Omega: You described an experiment in which you ask people go into the woods, sit, observe, and let nature come to them. It seems the same exercise could have been designed by a meditation teacher. "Do you have a meditation practice?"
I try to quiet my own cleverness when I’m outside. I live surrounded by a lot of beauty. So I leave the house a lot during the day. I usually go out to have a phone call and then I turn the phone off and wind up staring into the pond, where I lose myself. I’m not there. It’s not interior really but I’m not thinking. I am allowing. I love letting those organisms come to me. If I sit quietly enough and I just become part of the scenery, they’ll start to come to me. I don’t know whether that’s meditation. I just know that I’m very refreshed after 15 minutes of that.
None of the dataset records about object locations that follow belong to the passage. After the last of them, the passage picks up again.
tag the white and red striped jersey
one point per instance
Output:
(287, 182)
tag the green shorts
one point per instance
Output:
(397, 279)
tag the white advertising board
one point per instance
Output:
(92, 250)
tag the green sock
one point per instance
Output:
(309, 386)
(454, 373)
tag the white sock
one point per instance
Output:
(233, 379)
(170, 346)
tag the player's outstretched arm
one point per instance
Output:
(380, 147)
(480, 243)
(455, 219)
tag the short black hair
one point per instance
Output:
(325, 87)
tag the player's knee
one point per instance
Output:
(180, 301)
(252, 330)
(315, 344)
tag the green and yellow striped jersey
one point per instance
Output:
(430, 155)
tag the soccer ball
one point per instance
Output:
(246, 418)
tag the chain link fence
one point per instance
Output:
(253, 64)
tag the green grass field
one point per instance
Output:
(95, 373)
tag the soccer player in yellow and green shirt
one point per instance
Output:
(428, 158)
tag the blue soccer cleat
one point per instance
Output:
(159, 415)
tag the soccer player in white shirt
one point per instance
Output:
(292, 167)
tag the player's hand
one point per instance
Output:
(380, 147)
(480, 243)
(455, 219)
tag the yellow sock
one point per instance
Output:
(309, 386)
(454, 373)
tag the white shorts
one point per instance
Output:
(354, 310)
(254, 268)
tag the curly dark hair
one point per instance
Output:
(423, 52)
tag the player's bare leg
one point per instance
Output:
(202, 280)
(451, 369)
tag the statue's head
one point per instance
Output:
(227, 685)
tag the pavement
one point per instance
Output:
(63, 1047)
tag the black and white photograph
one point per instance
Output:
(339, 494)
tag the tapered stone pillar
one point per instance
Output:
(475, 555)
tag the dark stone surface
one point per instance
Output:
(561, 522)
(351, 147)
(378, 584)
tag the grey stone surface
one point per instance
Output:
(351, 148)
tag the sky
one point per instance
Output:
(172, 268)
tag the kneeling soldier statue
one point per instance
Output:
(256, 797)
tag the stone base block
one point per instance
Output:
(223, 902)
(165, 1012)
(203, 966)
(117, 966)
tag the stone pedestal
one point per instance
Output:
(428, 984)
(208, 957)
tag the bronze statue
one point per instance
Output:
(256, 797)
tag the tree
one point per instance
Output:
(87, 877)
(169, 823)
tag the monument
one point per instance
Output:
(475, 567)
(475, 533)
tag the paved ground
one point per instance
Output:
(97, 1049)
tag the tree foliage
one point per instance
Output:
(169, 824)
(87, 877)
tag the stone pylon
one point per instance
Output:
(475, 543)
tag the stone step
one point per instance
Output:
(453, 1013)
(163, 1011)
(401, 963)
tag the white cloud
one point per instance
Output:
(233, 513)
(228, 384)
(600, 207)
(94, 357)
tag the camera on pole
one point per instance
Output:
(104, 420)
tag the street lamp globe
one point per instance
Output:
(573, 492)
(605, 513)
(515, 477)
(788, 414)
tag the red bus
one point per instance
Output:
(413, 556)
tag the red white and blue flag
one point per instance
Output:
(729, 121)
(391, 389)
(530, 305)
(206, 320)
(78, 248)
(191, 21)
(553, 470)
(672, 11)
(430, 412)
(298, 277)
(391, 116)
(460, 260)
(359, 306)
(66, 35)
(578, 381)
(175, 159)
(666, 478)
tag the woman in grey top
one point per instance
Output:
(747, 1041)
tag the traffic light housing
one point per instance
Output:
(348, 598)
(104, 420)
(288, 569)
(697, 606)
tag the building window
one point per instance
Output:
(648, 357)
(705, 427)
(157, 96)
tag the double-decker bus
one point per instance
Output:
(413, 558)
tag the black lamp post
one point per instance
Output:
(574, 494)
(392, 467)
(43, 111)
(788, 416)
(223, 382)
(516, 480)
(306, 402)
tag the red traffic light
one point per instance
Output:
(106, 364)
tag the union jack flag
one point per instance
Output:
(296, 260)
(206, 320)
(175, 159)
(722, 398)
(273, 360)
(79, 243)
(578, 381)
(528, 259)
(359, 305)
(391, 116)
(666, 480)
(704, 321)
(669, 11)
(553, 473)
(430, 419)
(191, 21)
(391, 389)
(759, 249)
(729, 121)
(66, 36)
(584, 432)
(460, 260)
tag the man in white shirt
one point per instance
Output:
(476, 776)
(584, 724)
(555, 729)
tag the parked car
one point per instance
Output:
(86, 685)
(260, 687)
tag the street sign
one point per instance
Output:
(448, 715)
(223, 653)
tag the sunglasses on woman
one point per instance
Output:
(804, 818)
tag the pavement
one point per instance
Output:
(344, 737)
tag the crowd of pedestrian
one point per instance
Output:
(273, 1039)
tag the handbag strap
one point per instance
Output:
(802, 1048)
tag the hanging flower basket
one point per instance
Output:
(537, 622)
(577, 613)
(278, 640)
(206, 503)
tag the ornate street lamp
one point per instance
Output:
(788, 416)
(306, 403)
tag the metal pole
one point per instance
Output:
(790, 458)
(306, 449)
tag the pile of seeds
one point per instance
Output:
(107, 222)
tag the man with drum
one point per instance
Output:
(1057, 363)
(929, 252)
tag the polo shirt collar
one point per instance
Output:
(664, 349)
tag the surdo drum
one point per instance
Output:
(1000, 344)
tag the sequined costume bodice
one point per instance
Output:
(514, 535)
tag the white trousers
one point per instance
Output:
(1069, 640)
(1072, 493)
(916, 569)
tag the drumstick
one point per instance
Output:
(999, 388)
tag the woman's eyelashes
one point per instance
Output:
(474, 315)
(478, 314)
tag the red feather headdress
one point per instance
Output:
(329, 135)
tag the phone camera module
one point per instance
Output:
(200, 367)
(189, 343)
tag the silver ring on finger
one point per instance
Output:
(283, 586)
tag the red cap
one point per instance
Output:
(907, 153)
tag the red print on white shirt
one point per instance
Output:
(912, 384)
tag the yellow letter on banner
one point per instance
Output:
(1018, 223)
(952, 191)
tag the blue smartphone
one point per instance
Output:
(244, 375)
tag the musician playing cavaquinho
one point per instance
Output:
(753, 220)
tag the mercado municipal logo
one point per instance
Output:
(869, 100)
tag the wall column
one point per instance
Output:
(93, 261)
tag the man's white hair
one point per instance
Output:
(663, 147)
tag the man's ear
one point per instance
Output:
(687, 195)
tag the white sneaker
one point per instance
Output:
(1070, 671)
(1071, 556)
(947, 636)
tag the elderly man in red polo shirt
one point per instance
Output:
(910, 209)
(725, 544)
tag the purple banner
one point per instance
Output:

The thing is to listen, to observe, without hunting. When I’m hunting for something, I’ll never be surprised. But If I sit and don't have a preconceived notion about what I’m going to see, that is I don’t create a hypothesis, I’m surprised. And I like to be surprised. The best thing in the world is for me to go, “Oh my gosh! I didn’t know this was about to happen and it has. How delightful.” But if I go in with a hypothesis like, “Oh, I might see a pileated woodpecker,” then I’m hunting for the pileated woodpecker for the entire time.
There’s a lot more joy in just going in without a preconceived expectation of what would be delightful. Nature will always be more delightful than you could of possibly imagined.